I think your interest alone in more for your niece is a fantastic beginning. There’s much she can learn from you if you have an eager mind set in her presence.

Instead of talking baby talk, use adult form of conversation while explaining to her what you are doing. “well angel, let’s put on the news and see just how the stock market is doing today.” “I’m going to make myself some tea now so I can warm myself on the cold winter day” “Let’s change your dirty pants quickly so you don’t develop a rash”

Anyone that would’ve looked into my home when my son was tiny would’ve thought I was crazy. I had full talks with him and sang his name and songs to him throughout the day.

Cuddling is important to. i breast-fed ;)Since you won’t be doing that, I suggest you speak as calmingly as possible during her feedings. Tell her how proud you ae of her. how much you love her-etc. Feeding is a special bonding time that hellps babies learn how to self soothe if done in a calm manner.

Okay. Clearly I’m a proud mom. Sorry to ramble. But I’m here to help you in anyway I can.

(I’m great at potty training, too) ;)

tWrex's avatar

Awesome awesome awesome! That is fantastic @SpatzieLover! I am hoping that I can do as well with her as you’ve done with your little angel—as represented by your avatar ツ—. Today was the last full day I’ll be babysitting her for a few weeks, but I’ll still get to do it for shorter times throughout the week. Thanks to everyone for all of your advice and suggestions.

Judi's avatar

I wanted to teach my kids “cause and effect” but 25 years ago they didn’t have squeaky toys that a babies hands were strong enough to use. My solution? I bought dogie toys that had a softer rubber so when they squeezed it with their little fingers they could make a noise. My kids are all pretty smart (Smarter than me but don’t tell them I said that) so it must have worked!

4077NIKKI's avatar

I have a 3-month old and I too am alway’s looking for ways to stimulate and round out his developement. I have found that he takes the lead with most of his learning games. We spend a lot of time, me holding a toy and he practices taking it from me. It doesn’t seem to get old. We talk, talk, talk. He takes a turn, I take a turn. He has “Hi” down pretty well.

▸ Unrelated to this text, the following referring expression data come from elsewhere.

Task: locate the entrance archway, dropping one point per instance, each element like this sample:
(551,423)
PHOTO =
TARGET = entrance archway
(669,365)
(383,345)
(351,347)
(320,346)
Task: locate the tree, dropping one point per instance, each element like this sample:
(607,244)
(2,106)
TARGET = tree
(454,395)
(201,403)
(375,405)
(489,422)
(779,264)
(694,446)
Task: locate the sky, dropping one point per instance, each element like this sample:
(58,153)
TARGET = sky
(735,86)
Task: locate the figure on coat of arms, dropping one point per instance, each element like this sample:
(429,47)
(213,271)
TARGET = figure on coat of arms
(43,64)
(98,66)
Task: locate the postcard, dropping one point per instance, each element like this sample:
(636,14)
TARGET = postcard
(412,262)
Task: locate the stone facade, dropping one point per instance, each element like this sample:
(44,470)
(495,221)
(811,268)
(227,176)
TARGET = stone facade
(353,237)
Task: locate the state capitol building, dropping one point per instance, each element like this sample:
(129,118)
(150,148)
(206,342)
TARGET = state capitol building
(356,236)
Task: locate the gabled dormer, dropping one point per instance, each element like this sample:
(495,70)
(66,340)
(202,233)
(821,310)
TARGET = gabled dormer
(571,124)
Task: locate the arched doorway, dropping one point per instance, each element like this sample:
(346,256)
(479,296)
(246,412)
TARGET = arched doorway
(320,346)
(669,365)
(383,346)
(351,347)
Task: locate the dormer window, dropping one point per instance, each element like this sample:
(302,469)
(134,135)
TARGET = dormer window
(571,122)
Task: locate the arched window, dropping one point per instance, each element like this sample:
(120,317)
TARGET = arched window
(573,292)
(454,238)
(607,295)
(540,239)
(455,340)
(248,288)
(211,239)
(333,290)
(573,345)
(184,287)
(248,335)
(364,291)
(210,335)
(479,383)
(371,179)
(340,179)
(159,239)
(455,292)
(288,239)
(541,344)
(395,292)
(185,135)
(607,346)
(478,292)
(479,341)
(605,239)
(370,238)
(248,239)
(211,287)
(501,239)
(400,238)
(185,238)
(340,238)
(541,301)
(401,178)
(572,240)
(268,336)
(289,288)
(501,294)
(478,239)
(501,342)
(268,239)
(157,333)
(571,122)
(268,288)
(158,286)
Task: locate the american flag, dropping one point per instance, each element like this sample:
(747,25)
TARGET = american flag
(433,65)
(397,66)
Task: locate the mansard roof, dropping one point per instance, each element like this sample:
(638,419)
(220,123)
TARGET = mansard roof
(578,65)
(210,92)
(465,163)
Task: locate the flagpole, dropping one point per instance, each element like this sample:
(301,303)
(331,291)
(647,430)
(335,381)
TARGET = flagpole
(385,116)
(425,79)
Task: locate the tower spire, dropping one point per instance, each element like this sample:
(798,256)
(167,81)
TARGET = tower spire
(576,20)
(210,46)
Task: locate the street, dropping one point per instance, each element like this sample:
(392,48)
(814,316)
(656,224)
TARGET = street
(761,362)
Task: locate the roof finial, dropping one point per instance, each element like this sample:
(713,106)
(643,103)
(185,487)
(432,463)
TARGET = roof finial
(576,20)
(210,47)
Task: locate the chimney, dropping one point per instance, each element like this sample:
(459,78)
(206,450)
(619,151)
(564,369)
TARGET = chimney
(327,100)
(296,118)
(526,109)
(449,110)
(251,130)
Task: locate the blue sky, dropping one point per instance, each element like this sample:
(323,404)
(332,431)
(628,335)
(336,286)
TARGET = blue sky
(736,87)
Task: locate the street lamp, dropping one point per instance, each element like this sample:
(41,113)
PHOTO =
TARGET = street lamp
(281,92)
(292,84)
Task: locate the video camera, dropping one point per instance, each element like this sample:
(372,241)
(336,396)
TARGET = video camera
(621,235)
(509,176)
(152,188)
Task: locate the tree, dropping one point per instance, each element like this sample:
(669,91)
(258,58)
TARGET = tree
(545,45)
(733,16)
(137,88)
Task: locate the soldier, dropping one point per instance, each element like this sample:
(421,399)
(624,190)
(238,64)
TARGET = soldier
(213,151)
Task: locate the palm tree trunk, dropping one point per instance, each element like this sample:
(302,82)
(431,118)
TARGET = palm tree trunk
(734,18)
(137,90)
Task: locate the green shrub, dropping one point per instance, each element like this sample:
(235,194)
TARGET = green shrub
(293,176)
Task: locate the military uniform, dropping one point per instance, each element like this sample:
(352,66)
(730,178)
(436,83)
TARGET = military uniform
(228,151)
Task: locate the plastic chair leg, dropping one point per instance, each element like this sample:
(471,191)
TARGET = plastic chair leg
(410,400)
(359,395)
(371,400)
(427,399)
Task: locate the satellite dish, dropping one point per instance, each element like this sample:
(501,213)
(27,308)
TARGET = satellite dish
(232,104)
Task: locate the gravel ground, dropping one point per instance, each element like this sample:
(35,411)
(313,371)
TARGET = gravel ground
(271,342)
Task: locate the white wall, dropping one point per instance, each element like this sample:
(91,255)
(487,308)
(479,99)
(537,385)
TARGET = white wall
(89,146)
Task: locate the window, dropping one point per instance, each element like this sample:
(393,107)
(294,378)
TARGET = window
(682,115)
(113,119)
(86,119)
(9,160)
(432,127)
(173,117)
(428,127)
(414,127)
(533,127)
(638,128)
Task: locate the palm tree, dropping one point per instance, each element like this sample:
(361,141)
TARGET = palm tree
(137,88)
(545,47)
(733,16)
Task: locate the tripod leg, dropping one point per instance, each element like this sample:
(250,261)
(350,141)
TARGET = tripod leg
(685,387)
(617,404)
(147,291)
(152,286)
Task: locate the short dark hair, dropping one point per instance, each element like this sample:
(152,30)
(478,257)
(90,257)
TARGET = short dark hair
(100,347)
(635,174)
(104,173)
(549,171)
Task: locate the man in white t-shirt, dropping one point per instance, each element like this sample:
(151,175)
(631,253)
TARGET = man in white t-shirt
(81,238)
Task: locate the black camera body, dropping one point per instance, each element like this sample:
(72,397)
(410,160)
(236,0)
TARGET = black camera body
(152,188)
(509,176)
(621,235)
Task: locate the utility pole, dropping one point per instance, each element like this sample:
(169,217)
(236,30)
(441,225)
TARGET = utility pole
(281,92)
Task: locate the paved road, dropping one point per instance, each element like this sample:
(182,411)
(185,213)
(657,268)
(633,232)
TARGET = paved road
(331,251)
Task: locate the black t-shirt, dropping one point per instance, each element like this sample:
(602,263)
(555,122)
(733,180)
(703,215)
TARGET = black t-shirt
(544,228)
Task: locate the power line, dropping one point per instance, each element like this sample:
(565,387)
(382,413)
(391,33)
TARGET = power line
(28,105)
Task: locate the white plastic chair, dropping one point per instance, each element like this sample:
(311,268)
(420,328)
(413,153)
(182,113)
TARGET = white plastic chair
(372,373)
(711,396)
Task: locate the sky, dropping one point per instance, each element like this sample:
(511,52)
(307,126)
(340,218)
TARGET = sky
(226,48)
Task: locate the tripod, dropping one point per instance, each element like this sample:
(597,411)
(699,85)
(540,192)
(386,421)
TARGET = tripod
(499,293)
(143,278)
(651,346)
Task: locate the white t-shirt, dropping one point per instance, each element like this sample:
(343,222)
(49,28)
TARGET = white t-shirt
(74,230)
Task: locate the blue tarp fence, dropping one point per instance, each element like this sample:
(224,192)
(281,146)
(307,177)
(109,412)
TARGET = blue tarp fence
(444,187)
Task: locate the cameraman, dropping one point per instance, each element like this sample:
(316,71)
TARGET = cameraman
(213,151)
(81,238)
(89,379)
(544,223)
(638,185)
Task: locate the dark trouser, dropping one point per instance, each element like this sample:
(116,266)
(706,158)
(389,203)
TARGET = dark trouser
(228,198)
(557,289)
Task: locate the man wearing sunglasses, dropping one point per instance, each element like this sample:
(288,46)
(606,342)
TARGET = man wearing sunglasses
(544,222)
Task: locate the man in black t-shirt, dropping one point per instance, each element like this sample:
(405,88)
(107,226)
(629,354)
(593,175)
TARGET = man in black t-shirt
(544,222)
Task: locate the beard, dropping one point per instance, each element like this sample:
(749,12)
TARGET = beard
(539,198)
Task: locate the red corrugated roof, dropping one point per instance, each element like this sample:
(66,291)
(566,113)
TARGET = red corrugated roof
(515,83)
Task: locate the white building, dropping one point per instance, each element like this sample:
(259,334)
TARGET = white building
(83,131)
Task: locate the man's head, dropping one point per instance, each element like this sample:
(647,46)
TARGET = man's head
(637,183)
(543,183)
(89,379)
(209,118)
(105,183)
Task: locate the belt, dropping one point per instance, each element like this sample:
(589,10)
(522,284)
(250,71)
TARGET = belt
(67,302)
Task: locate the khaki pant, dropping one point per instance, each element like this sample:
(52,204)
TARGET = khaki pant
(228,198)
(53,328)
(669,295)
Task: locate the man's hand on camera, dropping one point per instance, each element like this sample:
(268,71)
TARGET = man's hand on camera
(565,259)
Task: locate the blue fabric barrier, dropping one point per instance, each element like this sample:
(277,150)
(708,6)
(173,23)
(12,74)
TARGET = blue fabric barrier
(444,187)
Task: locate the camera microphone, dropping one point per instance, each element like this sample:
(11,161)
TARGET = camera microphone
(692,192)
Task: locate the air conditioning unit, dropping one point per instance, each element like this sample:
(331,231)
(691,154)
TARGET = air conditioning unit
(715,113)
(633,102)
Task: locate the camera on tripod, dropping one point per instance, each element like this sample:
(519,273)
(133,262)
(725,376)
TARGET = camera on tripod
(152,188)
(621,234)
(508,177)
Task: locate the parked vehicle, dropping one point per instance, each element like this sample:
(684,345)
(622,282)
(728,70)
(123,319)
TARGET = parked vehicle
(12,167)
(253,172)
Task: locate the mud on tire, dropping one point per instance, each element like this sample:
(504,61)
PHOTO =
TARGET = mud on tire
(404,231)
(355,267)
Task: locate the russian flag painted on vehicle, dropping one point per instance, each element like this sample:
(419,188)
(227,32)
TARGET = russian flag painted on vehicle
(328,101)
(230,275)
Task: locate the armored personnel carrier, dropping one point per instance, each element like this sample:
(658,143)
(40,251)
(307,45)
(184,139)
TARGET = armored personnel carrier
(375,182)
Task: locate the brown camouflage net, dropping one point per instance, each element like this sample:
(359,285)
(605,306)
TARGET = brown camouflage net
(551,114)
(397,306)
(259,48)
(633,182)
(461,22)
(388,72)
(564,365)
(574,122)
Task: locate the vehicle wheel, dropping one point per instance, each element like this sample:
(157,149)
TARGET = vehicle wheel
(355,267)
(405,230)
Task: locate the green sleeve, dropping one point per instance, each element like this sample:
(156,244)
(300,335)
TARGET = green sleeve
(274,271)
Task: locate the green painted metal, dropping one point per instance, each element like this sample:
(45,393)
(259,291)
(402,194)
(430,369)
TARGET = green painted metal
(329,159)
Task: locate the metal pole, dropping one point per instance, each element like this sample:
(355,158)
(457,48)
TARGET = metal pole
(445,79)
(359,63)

My pediatrician said to encourage “Tummy Time”, time on his stomach while closely watched. This helps him develop his back and neck and he is starting to try and roll over. It took a while before this was something that he was willing to do but now he enjoys it for short periods. I agree. Get out, wear her in a front pack if you are able. Let her see what you see and explain to her what is going on.

I am torn about the Einstein dvds. I definitely wouldn’t use them as a babysitter but I have a demo of theirs, it is the Mozart and World Music. I turned it on to watch it myself thinking that my son was to young to take an interest. He was engrossed and smiled so we danced and I clapped his hands to the music. I am still deciding, I am leaning towards using them but not overdoing.